Los únicos confesos que disfrutan sinceramente de las cabalgatas callejeras con los concejales que para la ocasión, echan a suertes el papel de Baltasar: notable ejemplo, de tolerancia racial, llegado del Nuevo Testamento. Y los aún bebés que contemplan el desfile en brazos parientes, con el mismo pasmo y maravilla con que se alegrarían sus novicias pupilas ante el paso de una escuela de trepidantes y jacarandosas mestizas cariocas al compás de la samba, en lo que, probablemente, se asocien los adultos. También, surge la deportiva confusión folclórica con el intrépido -Santa Claus, campeón de los fórmula 1, ocho renos y trineo con air-bag o bolsa de aire, ligera traducción que se emplea en la publicidad norteamericana destinada a la gente de habla hispana, y el San Nicolás, deslizándose por las chimeneas, con los riesgos que ello comporta.
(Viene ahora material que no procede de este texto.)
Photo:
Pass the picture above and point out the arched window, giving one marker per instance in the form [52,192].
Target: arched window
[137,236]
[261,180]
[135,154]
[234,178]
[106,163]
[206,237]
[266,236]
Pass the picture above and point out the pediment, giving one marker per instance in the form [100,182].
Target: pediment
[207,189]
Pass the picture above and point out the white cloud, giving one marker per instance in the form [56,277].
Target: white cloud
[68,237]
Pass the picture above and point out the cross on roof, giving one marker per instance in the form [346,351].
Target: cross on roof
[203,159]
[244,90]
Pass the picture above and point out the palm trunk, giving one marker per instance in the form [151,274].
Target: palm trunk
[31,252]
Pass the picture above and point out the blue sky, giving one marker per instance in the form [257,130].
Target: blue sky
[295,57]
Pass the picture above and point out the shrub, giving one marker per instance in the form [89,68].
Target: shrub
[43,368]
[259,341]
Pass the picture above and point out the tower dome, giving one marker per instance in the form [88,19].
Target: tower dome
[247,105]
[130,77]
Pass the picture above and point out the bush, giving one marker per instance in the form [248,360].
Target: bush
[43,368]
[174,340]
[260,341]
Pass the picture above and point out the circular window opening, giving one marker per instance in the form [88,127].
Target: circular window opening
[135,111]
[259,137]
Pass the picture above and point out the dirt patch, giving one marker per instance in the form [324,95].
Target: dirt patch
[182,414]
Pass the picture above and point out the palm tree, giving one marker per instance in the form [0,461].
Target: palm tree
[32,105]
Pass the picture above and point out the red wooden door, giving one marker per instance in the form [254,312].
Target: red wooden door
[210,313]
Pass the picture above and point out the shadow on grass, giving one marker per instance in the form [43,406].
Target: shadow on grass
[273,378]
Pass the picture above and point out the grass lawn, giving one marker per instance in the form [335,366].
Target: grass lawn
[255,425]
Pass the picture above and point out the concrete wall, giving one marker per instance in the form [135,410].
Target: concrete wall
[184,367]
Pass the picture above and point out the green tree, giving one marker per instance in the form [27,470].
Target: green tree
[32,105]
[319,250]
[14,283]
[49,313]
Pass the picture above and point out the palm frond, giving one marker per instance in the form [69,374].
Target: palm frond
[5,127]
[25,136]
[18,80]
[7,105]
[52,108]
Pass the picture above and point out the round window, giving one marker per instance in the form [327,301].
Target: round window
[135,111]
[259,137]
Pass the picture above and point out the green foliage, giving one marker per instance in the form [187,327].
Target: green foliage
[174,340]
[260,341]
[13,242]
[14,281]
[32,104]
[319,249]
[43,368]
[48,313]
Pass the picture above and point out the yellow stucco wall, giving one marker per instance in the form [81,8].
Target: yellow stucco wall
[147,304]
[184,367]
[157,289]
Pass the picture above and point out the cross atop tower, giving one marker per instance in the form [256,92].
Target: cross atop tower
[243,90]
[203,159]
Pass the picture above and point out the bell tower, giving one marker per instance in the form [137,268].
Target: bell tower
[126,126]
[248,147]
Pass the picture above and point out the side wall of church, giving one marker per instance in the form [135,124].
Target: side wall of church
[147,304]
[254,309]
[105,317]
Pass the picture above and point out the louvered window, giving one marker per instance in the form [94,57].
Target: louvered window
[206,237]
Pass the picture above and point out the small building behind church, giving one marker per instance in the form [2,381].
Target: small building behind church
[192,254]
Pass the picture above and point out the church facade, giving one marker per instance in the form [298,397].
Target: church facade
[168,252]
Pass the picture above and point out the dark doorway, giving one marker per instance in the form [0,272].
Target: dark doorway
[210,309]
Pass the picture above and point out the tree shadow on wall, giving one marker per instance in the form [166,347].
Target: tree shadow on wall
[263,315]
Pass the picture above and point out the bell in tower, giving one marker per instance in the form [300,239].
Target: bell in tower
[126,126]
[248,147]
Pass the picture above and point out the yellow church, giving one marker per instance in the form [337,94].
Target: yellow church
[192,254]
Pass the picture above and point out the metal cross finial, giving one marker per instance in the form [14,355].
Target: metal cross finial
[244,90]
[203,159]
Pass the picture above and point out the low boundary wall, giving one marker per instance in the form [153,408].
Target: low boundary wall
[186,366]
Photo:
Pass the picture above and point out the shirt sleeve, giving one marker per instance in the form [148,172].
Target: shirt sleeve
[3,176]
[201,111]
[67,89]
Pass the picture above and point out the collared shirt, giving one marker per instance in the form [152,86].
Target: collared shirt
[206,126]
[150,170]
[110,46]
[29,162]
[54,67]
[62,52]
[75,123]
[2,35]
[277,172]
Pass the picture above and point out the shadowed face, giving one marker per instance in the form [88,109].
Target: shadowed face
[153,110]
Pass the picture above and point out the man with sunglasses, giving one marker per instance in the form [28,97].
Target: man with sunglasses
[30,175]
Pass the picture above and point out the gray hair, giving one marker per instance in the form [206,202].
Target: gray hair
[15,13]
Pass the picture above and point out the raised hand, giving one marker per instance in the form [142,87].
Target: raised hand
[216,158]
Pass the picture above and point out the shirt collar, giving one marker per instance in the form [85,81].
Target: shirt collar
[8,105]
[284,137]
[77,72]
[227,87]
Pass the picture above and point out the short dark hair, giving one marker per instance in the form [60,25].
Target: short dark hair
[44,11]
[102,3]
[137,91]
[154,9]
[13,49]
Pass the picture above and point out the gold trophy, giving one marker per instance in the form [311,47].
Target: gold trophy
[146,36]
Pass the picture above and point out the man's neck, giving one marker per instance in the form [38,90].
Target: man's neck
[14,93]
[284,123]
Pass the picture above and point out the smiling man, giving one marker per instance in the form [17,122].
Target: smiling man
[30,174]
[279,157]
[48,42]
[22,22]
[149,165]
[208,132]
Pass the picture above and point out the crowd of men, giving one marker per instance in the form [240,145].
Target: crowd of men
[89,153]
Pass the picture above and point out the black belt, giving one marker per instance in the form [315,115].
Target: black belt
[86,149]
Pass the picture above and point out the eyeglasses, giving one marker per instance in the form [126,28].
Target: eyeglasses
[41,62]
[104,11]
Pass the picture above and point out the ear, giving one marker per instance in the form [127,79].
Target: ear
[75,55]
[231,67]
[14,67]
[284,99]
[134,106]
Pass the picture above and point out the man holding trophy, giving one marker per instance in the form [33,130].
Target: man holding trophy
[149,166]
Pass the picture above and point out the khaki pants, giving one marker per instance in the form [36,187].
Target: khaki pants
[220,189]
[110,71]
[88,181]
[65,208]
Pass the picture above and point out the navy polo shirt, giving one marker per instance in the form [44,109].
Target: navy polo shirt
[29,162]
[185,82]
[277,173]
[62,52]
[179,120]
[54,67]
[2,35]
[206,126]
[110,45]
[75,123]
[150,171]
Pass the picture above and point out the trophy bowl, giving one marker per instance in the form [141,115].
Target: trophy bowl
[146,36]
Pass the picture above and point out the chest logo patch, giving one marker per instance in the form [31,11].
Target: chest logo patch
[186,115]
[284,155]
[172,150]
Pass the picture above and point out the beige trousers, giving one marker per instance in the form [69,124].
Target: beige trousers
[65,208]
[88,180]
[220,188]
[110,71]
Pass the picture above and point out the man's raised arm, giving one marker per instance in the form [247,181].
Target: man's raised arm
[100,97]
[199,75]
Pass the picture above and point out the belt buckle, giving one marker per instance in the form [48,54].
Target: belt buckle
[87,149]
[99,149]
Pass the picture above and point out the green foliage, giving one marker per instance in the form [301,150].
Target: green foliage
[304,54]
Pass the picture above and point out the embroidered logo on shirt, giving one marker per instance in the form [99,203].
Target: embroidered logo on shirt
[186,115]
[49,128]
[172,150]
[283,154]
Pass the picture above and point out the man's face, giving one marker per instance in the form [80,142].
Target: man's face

Quizá se conserve el trío de reyes por la pueril vanidad de los ediles; con tal de subirse a un camello son capaces del pacto más inverosímil, desde Juan Barranco al castizo y bronco Ángel Matanzo,.
A partir de la Revolución Francesa los pequeños han abandonado las creencias en la realeza, mágica o no. Según mi parecer salieron perdiendo. Y más aún cuando se ha apoderado de su mundo exclusivo la pedestre técnica delos marcianitos. En ocasiones pienso que tenía razón Peter Pan cuando, previsoramente, no deseaba crecer. Hoy produce grima el pensamiento de imaginarle dándole a la tecla de los nintendos, disputando una partida con el Capitán Garfio, al tiempo que critica la mezquindad de los papis, que no han acertado con el modelo que tan explícitamente había pedido. Eugenio Suárez es escritor.